Spicy Apple Muffins with a Cider Glaze

Oh yes, the forever fruit. I think the only season I don't associate apples with is winter!

There is nothing like hot, fresh, fluffy muffins in the morning. Or, even as a snack. You don't have to wait for the fall to enjoy these low-calorie treats, especially if you like apples. They are, however, an incentive for the fruit season picking, something to look forward to. The smell, in particular, is reminiscent of the fall and I love it. Think of all of those spicy apples scented candles you see!

I spiced these muffins up with spicy apple chutney from Camella's Kitchen and topped them with an apple cider glaze infused with the same.

The banana takes on the job of eggs and adds moisture without adding an overpowering taste, resulting in some soft muffins. The vegetable oil and apple sauce serve the same purpose, so there is no need to worry about dry textured anything!

Why coat the chunks of apples? This step ensures they don't sink to the bottom when you scoop your batter in the muffin pan.

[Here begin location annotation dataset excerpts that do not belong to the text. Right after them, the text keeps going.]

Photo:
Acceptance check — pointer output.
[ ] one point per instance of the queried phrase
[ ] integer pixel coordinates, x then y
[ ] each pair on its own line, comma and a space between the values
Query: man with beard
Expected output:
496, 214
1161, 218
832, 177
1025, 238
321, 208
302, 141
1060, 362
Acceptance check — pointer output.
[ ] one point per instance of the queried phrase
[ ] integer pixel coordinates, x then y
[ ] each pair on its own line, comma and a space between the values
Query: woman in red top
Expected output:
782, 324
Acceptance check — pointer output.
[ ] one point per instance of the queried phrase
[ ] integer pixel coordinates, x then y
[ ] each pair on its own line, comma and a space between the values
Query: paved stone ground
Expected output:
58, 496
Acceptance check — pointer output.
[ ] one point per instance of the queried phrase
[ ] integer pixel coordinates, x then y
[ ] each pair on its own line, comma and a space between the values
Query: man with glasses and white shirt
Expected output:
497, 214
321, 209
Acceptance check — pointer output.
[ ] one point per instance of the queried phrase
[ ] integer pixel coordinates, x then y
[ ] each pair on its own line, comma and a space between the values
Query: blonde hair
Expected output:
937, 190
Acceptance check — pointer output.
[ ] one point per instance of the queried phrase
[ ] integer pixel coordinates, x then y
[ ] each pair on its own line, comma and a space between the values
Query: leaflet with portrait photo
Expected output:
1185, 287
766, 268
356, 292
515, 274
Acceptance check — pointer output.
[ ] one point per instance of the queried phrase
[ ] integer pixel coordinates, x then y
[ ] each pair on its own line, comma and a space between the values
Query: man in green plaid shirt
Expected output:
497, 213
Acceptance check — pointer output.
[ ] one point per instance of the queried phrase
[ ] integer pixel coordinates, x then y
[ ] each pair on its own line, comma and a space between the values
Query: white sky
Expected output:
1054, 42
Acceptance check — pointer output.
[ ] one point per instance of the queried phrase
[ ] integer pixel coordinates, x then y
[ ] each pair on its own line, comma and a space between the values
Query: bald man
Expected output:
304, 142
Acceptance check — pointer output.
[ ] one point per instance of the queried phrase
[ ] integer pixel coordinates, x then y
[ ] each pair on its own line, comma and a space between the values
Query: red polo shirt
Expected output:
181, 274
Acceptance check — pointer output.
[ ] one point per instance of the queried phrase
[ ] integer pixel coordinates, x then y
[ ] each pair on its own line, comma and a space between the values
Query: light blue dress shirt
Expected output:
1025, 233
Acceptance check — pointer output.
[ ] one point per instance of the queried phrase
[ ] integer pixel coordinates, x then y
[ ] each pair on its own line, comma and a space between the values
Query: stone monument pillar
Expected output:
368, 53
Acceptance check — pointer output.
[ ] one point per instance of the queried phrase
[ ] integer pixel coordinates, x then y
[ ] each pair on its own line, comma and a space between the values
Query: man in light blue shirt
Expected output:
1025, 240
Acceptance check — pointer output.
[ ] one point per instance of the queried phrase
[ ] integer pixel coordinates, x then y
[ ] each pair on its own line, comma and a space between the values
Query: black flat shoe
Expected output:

If you have a spare apple lying around and need a snack of something on the breakfast table, I recommend this recipe.

Ingredients

1 honey crisp or fuji apple

2 tablespoons spicy apple chutney (Camella’s Kitchen)

1 large banana

3/4 cup light brown sugar

Walnuts

2 tablespoons apple sauce

1/2 cup plant milk

1 tablespoon + 1 teaspoon cinnamon

1 tablespoon vanilla essence

1 teaspoon + 1/2 teaspoon nutmeg

1/2 teaspoon + 1/2 teaspoon cloves

Pinch of salt

1 tablespoon baking powder

1 cup + 2 tablespoons all-purpose flour

2 tablespoons vegetable or coconut oil

Glaze:

2 tablespoons spicy apple chutney

2 tablespoon brown sugar

2 tablespoons butter

1/4 cup apple cider or apple cider vinegar

1/2 teaspoon cinnamon

Pinch of salt

Instructions

Dice the apple then toss in a medium bowl with 2 tablespoons flour and 1 teaspoon cinnamon, 1/2 teaspoon cloves and 1/2 teaspoon nutmeg.

In a large bowl mash the banana, then add the sugar, oil, milk, nutmeg, cinnamon, cloves, chutney, apple sauce and whisk.

Sift in the flour, then add the baking powder and salt and mix until just combined - do not overmix. If too thick, add a tiny bit of milk to your batter.

Fold in the coated apples and any dry flour.

Scoop the batter into each cavity until each is about 3/4 full. The muffin tin should be greased and floured. Sprinkle with walnuts or topping of your choice.

Bake at 400F for 20 minutes.

Prepare the glaze. Bring the apple cider and sugar to a boil, then mix in the butter, chutney, salt and cinnamon. Reduce to simmer and mix frequently until the glaze begins to thicken. Set aside.

Rest the muffins for 10-15 minutes before serving, drizzle with the glaze.